{ First, let's have a little applause for Leo for implementing the new
lexical scheme in, what, a week? He says it was only a half-day's
work, too. Nice work, dude! }
First some background for those of you who haven't read pdd20:
* Read pdd20.
But if you don't have time:
* LexPads are PMCs that provide a hash-like interface to lexical
variables.
* Each call frame may optionally have a LexPad.
Now, on to the idea:
HLLs need introspection on call frames and their lexicals. I figure
the easiest way to support HLL introspection of call frames is to make
call frames be PMCs. They would have METHODs like:
get_sub() # returns the subroutine being executed
get_lexicals() # returns the LexPad, or Null if none
get_caller() # returns the parent call frame
etc. We'd probably only need one new opcode, if that: something like
$P0 = callframe
to return the current call frame, which could then be walked with
get_caller(). I suppose we could toss it a version that takes an
INTVAL like:
$P0 = callframe 1
to walk up that many frames.
(Also, incidentally, Continuations would have METHOD get_frame().)

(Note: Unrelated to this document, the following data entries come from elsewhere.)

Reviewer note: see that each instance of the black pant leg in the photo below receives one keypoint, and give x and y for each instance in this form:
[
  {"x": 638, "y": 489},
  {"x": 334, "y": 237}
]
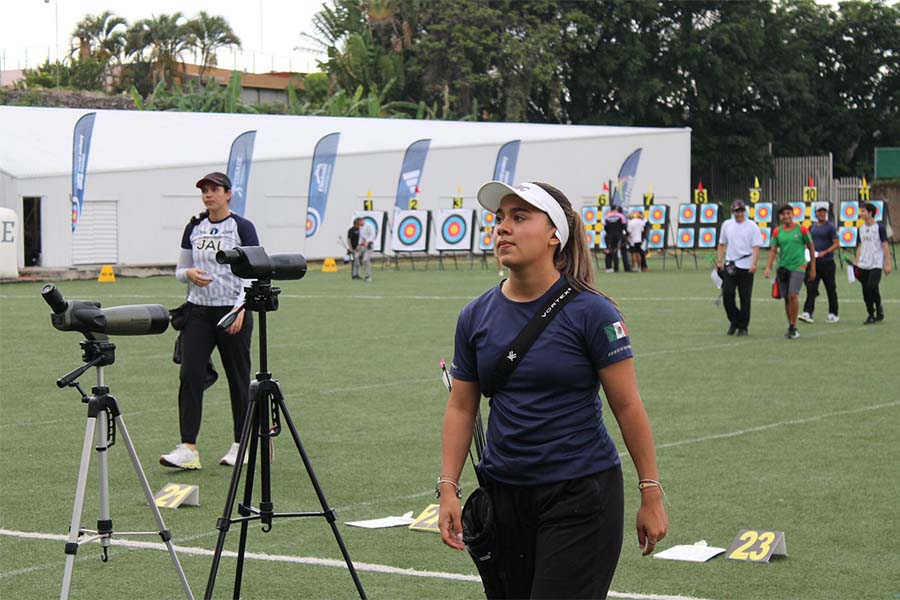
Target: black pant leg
[
  {"x": 579, "y": 536},
  {"x": 235, "y": 353},
  {"x": 197, "y": 340},
  {"x": 826, "y": 272},
  {"x": 729, "y": 287},
  {"x": 745, "y": 293},
  {"x": 812, "y": 289}
]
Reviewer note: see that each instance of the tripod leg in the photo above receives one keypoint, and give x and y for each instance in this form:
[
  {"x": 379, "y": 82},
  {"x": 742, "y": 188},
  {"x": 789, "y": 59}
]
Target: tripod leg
[
  {"x": 163, "y": 532},
  {"x": 75, "y": 523},
  {"x": 330, "y": 515},
  {"x": 104, "y": 522},
  {"x": 225, "y": 520},
  {"x": 244, "y": 508}
]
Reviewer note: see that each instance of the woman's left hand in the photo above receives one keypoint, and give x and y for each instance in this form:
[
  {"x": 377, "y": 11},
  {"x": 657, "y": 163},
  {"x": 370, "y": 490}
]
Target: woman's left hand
[
  {"x": 652, "y": 522},
  {"x": 237, "y": 325}
]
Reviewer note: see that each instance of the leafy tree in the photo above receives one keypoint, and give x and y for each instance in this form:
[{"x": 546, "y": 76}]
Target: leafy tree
[
  {"x": 209, "y": 34},
  {"x": 161, "y": 41}
]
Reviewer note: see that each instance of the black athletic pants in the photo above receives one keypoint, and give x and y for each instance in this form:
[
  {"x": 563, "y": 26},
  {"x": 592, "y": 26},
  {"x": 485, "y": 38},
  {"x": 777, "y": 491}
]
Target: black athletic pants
[
  {"x": 198, "y": 338},
  {"x": 870, "y": 280},
  {"x": 825, "y": 274},
  {"x": 560, "y": 540},
  {"x": 613, "y": 245},
  {"x": 742, "y": 283}
]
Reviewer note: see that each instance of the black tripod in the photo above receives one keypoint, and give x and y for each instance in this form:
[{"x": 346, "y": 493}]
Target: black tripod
[
  {"x": 265, "y": 396},
  {"x": 103, "y": 408}
]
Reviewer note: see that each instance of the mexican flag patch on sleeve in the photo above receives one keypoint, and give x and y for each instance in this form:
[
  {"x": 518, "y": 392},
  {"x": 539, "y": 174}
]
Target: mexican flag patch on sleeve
[{"x": 616, "y": 331}]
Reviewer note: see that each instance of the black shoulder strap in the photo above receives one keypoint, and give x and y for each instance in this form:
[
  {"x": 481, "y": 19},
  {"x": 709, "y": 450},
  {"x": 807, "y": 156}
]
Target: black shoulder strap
[{"x": 507, "y": 362}]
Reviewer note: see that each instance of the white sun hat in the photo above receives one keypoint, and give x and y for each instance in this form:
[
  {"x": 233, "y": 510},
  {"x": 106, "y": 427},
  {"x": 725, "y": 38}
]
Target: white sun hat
[{"x": 491, "y": 193}]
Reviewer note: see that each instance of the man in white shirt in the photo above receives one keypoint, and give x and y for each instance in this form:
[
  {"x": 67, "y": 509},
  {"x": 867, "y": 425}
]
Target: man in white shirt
[
  {"x": 364, "y": 248},
  {"x": 742, "y": 239},
  {"x": 636, "y": 225},
  {"x": 872, "y": 256}
]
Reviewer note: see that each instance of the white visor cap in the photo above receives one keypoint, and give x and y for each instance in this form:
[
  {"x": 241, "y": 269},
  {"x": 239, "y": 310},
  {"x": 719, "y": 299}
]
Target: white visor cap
[{"x": 491, "y": 193}]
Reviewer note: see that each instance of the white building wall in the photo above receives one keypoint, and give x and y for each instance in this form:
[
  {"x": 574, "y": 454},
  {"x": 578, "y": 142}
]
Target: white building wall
[{"x": 155, "y": 203}]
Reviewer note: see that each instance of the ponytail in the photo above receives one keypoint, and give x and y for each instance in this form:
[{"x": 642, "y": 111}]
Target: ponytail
[{"x": 574, "y": 261}]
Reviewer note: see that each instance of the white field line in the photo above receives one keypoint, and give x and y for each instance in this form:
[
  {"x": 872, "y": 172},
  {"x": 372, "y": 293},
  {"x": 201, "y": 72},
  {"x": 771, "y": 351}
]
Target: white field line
[
  {"x": 305, "y": 560},
  {"x": 180, "y": 298}
]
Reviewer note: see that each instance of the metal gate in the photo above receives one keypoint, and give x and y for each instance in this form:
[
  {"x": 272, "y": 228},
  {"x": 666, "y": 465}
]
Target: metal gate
[{"x": 96, "y": 238}]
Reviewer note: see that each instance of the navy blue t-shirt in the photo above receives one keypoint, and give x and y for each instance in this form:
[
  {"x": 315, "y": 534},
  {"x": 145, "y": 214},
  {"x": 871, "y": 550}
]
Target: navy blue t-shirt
[
  {"x": 546, "y": 422},
  {"x": 823, "y": 236}
]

Now on to the questions, mostly for Leo:
(1) If this were implemented naively, would it be a significant
slowdown?
(2) How about hacks/cheats to make it fast?
(2a) For example, what if the internal call frame structure remains
its current non-PMC self, and the C<callframe> opcode actually creates
a _wrapper_ PMC? The only downside to that I could see is that PMC
identity would not callframe identity, and I could live with that if
it kept things fast.
(2b) Or maybe the PMC could be created on demand - only when the user
asks for it - and then cached in the low-level call frame structure,
so that would only need to be created once? This seems like the best
choice, assuming GC issues are manageable.